6. Don”t over complicate your meals
At the heart of a healthy freezer meal prepping is the simplicity of ingredients and of the meal. Don’t try to make a beef wellington just because you like it.
Meal prepping is meant to save you time. If you create complicated meals with too many ingredients and steps, you are opening your meal prep to a disaster.
Simple meals can be as tasty and yummy as the complicated ones. Some of the easy ones to make include meatballs in barbecue sauce, vegetable soups, just to name a few.
No time to prep a whole meal?
No worries. When you are already elbow-deep in making a single meal, put an effort to chop up a few extra handfuls of things like sweet potatoes, carrots, sweet potatoes, or kale.
They are easy to prep and they will make easy additions to future meals if they are frozen in a single layer on a baking sheet (designed to prevent sticking) and they are stored in storage bags.
If you are prepping meat on the other hand, you need to cook it before freezing. That however will make preparing it on the other end extra easy: thaw, heat and season.

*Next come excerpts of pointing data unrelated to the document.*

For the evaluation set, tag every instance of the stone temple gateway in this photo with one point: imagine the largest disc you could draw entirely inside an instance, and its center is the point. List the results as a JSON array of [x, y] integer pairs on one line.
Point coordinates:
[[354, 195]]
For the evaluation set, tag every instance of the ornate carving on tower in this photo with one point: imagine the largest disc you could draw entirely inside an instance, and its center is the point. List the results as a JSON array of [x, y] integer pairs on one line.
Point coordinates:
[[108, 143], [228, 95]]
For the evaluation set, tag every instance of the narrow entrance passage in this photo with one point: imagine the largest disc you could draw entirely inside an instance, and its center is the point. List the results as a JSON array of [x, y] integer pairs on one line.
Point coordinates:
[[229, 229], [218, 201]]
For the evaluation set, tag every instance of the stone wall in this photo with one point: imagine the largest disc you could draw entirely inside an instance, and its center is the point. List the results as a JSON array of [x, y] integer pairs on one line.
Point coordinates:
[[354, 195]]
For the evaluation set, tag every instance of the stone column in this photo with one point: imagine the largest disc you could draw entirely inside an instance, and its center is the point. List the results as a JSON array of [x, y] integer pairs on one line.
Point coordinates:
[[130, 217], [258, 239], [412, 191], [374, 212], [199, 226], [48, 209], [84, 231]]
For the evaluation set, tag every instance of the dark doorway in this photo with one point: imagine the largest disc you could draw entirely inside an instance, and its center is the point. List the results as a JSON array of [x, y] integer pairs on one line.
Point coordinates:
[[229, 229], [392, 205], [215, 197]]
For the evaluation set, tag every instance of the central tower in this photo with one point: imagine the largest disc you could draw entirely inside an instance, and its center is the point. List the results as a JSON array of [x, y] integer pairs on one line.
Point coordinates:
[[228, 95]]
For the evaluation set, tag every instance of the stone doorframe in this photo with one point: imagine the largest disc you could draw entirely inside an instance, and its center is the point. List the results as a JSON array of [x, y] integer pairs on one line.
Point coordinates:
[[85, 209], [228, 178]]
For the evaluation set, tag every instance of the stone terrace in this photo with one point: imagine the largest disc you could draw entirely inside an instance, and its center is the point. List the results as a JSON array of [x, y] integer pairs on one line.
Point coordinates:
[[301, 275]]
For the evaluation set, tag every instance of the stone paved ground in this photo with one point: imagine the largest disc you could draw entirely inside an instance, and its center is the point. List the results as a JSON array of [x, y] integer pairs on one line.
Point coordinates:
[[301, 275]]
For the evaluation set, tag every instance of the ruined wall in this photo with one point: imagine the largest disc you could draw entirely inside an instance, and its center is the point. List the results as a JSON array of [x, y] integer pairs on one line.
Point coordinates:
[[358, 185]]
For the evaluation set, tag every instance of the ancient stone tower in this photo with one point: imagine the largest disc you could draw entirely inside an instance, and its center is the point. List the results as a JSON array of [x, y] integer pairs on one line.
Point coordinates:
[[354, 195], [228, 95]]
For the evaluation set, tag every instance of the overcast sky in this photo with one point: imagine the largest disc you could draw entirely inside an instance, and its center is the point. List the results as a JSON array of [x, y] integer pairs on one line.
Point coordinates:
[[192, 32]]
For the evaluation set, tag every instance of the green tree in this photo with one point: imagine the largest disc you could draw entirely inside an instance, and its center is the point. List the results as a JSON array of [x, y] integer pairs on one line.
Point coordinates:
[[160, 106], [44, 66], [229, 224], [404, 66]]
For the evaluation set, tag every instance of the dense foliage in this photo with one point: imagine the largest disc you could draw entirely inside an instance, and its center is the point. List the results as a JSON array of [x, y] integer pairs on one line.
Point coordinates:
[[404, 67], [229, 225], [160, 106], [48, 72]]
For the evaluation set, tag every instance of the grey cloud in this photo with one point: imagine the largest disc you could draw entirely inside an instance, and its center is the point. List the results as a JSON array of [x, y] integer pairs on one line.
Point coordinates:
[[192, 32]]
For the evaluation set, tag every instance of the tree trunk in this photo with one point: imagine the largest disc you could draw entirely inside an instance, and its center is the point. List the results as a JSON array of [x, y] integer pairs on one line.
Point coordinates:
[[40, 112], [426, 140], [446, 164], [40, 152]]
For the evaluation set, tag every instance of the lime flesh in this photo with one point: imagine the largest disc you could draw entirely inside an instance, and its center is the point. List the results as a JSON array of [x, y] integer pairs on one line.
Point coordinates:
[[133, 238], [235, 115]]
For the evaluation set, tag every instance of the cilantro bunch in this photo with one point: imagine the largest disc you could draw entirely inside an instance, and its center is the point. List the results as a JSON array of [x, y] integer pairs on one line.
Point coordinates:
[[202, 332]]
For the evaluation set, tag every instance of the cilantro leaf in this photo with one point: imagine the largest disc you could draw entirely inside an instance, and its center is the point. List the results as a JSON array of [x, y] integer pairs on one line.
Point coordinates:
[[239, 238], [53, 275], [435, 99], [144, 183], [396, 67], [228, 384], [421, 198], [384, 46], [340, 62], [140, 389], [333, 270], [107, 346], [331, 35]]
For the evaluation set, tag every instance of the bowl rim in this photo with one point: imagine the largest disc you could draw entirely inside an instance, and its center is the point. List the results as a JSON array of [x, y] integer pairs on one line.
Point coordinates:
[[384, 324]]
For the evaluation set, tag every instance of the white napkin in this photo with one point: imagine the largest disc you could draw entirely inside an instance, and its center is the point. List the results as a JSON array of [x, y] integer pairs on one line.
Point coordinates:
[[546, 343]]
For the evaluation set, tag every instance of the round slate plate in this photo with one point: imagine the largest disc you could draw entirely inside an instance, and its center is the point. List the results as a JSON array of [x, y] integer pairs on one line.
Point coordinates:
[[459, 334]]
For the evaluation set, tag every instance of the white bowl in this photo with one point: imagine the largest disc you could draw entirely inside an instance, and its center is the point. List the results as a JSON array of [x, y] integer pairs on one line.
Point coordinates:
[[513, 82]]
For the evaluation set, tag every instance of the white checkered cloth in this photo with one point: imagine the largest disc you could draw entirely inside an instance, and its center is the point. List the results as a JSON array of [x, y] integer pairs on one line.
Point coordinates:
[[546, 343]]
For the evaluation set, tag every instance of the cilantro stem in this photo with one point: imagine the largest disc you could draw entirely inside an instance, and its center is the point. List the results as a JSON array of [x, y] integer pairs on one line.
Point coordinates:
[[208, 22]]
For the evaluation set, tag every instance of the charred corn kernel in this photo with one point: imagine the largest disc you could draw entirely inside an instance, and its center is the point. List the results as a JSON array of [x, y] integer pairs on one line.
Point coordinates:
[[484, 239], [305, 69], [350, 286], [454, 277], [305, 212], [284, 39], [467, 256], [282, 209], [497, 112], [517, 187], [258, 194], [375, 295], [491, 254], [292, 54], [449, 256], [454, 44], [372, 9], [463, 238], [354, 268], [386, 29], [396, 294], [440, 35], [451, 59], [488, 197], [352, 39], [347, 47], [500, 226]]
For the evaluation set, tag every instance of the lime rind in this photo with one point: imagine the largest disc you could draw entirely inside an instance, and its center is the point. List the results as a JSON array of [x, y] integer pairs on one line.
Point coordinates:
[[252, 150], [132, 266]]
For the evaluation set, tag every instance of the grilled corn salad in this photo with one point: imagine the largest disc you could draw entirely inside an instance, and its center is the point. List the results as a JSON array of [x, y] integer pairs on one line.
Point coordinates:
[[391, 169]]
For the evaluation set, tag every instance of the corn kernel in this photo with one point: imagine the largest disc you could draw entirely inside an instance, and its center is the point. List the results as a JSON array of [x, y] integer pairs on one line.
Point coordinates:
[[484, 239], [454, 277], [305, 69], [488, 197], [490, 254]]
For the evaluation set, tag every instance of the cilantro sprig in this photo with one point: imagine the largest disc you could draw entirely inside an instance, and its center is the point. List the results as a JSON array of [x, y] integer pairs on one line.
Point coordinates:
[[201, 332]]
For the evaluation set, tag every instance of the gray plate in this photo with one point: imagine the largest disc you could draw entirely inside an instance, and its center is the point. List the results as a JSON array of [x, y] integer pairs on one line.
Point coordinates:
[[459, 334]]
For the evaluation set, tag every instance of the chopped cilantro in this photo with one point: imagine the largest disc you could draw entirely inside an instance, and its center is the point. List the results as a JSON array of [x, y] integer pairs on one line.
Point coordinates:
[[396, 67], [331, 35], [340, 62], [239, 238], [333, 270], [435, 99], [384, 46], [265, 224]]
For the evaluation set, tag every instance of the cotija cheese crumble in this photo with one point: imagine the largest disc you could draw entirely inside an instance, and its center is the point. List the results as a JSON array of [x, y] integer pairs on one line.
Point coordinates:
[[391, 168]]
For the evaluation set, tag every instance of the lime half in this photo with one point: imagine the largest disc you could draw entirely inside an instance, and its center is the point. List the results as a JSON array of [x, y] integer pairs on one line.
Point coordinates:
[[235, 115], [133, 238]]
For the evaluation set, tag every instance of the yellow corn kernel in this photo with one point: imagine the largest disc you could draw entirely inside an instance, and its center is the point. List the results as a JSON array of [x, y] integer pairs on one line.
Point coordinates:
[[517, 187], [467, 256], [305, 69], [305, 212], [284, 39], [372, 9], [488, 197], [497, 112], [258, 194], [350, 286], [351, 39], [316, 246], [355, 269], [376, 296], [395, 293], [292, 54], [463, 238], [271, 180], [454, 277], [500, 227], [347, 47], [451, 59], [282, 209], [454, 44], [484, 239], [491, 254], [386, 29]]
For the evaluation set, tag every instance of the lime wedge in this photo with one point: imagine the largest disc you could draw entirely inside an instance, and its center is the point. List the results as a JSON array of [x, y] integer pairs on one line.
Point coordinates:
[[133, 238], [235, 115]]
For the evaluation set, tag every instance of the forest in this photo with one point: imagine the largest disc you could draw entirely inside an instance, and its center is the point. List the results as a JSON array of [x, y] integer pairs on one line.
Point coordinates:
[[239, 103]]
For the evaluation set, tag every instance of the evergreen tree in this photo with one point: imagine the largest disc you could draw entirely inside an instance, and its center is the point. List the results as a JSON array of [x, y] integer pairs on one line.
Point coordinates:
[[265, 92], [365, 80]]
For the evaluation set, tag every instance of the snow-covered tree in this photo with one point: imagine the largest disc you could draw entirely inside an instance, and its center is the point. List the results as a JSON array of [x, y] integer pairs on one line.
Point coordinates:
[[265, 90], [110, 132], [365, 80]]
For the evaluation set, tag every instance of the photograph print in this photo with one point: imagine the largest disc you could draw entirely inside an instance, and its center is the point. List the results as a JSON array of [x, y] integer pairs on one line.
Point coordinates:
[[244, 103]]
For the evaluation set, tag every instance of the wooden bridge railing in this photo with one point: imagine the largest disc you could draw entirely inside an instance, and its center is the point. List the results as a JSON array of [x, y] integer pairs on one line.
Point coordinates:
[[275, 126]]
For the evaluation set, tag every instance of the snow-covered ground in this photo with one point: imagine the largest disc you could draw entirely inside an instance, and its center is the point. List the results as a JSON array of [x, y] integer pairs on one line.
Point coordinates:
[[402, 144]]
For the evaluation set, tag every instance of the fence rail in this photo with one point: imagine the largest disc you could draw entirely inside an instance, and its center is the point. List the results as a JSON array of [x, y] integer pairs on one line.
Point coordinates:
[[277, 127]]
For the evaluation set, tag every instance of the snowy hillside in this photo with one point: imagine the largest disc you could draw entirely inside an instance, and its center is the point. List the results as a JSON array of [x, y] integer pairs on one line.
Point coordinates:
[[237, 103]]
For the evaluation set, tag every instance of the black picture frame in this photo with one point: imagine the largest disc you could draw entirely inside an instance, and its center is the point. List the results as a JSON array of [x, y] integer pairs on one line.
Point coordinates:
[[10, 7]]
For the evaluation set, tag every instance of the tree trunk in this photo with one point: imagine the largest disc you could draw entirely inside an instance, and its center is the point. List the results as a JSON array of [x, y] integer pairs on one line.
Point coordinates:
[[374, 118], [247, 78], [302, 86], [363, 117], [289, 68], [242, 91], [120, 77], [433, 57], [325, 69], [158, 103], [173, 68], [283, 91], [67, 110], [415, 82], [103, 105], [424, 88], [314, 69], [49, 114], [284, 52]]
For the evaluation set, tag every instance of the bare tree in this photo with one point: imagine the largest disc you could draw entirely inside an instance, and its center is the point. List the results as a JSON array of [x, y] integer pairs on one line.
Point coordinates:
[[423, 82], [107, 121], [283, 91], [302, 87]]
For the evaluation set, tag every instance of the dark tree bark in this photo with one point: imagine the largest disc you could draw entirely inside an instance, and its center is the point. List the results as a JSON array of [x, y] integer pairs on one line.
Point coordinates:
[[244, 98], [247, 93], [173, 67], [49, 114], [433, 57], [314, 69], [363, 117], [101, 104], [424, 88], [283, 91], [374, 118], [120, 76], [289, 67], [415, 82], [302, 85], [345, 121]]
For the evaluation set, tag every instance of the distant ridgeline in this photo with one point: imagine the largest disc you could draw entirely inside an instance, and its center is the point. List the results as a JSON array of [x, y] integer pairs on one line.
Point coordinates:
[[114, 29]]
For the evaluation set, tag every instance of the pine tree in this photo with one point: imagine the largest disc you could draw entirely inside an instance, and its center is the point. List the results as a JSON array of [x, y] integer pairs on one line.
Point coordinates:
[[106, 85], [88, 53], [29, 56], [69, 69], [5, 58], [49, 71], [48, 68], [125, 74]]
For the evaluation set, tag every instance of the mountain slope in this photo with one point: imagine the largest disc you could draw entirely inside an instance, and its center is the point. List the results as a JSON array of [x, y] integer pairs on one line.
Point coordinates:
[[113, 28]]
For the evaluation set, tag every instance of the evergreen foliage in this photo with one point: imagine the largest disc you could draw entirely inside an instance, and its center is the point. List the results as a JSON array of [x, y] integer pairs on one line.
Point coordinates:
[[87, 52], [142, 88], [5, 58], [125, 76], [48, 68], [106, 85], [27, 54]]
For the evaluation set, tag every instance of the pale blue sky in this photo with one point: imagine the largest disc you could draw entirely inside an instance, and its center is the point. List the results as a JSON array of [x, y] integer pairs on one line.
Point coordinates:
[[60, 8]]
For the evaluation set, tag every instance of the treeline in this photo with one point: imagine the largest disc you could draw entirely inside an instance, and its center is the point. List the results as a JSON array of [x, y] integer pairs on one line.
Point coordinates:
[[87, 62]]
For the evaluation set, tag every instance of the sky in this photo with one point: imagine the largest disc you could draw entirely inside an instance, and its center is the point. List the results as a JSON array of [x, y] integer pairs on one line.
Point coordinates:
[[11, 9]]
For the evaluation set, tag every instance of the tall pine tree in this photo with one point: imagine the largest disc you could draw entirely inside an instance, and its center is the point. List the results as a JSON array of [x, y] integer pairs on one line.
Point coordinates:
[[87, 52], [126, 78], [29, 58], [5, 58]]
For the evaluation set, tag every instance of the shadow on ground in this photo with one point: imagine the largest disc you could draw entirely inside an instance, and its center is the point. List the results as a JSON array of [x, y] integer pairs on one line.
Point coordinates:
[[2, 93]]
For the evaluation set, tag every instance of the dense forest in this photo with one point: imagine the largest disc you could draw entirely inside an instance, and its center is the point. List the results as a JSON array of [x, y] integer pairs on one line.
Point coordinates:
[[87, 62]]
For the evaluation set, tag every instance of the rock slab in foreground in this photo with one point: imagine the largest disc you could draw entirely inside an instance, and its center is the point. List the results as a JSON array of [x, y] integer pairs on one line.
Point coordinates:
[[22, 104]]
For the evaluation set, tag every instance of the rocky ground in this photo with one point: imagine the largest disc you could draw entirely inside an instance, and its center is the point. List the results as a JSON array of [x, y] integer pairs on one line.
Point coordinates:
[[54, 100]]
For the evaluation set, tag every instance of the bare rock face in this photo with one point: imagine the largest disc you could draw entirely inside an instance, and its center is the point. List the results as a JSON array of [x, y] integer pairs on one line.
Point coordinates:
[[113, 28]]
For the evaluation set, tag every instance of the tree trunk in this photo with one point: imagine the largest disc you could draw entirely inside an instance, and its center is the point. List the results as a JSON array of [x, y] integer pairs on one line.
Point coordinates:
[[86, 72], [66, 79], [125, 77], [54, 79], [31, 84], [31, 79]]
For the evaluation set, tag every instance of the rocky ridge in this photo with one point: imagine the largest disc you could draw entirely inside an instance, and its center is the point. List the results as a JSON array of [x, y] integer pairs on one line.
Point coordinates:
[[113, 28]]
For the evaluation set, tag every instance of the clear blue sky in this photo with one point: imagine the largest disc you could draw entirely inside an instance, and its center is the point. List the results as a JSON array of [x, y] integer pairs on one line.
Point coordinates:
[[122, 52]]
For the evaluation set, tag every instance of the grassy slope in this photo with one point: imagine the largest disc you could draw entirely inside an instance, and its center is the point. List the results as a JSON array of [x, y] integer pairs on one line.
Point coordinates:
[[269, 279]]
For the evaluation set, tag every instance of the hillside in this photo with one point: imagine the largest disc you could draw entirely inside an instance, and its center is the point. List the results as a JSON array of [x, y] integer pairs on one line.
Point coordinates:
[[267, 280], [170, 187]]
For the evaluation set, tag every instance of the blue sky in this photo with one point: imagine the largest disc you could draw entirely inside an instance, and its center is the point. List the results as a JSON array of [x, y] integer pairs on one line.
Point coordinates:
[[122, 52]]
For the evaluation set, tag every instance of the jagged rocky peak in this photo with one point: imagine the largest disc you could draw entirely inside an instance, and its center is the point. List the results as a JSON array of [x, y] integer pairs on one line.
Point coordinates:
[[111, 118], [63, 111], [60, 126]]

Meal preppring doesn’t always have to be difficult, challenging, and confusing. There are endless meals plans like PlateJoy or so many things you can easily do to make meals one less stressful thing to do.
People think meal prepping is hard, but it really isn’t. You just have to have the right mind set, the right ingredients, and set aside time to create your favorite dishes. That’s all.
Are you reading to start your healthy freezer meal prep? What areas of meal prepping are you most unsure of or are excited to do?